The items that were transferred include a black-glazed askos, a pair of female statuettes, four fragments of a red-figure calyx krater, fragments of an architectural relief, a pithos in white-on-red style, and a group of fragmentary architectural revetments.

“The spirit of these negotiations has sought to maintain scholarly access to important works of art while honoring international agreements relative to the disposition of cultural property,” James Steward, director of the Princeton University museum, said in a post on the University’s website about the return of the art. “As with our previous agreement, the museum and the University established a matrix of criteria to evaluate the status of these objects, including such factors as the object’s probable site of discovery and place of manufacture.”

In 2002, the museum voluntarily returned to the Italian government an ancient Roman sculptural relief in its collection. The University contacted Italian authorities after the museum’s own research revealed that although the work was acquired by the museum in good faith in 1985, the sculpture was taken from Italy without a legal export permit. In 1953, the museum returned to Rome an ancient marble head of a goat stolen in World War II. The mayor of Rome later gave the sculpture back to Princeton in recognition of the museum’s commitment to learning.

Under the 2007 agreement, the University transferred title to eight works of art and Princeton students were granted unprecedented access to excavation sites managed by the Italian ministry for the purposes of archaeological study and research. Since then, the museum has also carried out an important program of long-term loans from the Ministry of Cultural Properties and Activities of the Republic of Italy that has brought masterworks of ancient Italian art to Princeton in support of its research and teaching activities.

The University says the new agreement is the culmination of discussions that were initiated by the University following an internal University analysis related to several items in the museum’s collections. The University says it made an assessment of the items and then approached the Italian authorities, leading to the transfer agreement.

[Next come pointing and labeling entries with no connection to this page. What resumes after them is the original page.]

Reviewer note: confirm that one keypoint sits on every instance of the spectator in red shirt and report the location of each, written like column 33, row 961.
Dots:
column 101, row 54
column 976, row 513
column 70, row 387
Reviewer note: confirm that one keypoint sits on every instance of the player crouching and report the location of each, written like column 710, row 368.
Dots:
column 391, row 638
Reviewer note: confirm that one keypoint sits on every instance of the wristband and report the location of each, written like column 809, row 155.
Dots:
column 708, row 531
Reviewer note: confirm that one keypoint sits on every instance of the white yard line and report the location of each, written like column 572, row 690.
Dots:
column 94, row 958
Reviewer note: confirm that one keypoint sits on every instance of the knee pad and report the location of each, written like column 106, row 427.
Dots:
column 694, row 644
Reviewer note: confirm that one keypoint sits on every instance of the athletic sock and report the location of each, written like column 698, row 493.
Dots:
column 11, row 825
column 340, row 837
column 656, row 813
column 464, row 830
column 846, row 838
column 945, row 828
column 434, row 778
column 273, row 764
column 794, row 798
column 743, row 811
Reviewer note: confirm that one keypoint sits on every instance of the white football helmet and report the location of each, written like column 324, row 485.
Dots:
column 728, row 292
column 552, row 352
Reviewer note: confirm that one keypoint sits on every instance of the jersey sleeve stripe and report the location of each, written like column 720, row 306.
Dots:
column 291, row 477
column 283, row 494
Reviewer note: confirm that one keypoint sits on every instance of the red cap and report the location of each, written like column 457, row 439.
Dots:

In 2010, Italian authorities launched a criminal investigation focusing on a curator at the university’s museum who allegedly was involved in exporting and stolen Italian artifacts.  Antiquities curator J. Michael Padgett allegedly aided a Princeton alumnus and art dealer who sold, donated or loaned looted artifacts to the Princeton Museum. Padgett said he was innocent.

The story received international attention after the investigation was detailed in the New York Times. At the time, school officials said they had received information about the investigation secondhand, that Italian authorities had not contacted the school and that no allegations were brought against the school. School officials said they were conducting their own investigation based on the information they had.

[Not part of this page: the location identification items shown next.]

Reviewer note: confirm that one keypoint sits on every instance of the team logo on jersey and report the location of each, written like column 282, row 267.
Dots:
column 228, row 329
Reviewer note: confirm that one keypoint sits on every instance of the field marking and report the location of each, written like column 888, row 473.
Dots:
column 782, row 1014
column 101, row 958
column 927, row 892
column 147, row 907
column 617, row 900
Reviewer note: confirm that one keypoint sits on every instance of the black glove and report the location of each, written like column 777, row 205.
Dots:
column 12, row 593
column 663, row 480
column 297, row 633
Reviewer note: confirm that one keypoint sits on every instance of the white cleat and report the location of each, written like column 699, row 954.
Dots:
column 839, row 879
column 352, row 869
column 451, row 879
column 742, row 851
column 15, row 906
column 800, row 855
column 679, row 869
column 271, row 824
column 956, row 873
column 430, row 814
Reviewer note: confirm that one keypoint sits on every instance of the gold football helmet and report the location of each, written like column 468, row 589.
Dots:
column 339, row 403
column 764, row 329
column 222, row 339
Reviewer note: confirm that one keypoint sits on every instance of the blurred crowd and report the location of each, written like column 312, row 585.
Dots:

In recent years, the Italian government has aggressively sought to recover ancient treasures from around the U.S., with museums giving up dozens of pieces of art and artifacts that the country claims were looted. In exchange for cooperation, the museums received loans of other objects.

One Comment

  1. The repatriation of these objects is absurd in the extreme. The Italians boast of their ability to repatriate works of art but simultaneously cannot manage their vast cultural heritage. The deplorable conditions at Pompeii and the condition of the sites in Rome itself, particularly that of the Colosseum

    https://news.nationalgeographic.com/news/travelnews/2011/11/111107-pompeii-italy-science-travel-collapse-eu/

    are but two examples of the hypocrisy–the Italians cannot take care of their own so they launch witch hunts against those who cherish, protect, preserve, and educate the world about that heritage in order to conceal their own disregard for and indifference toward their own cultural property.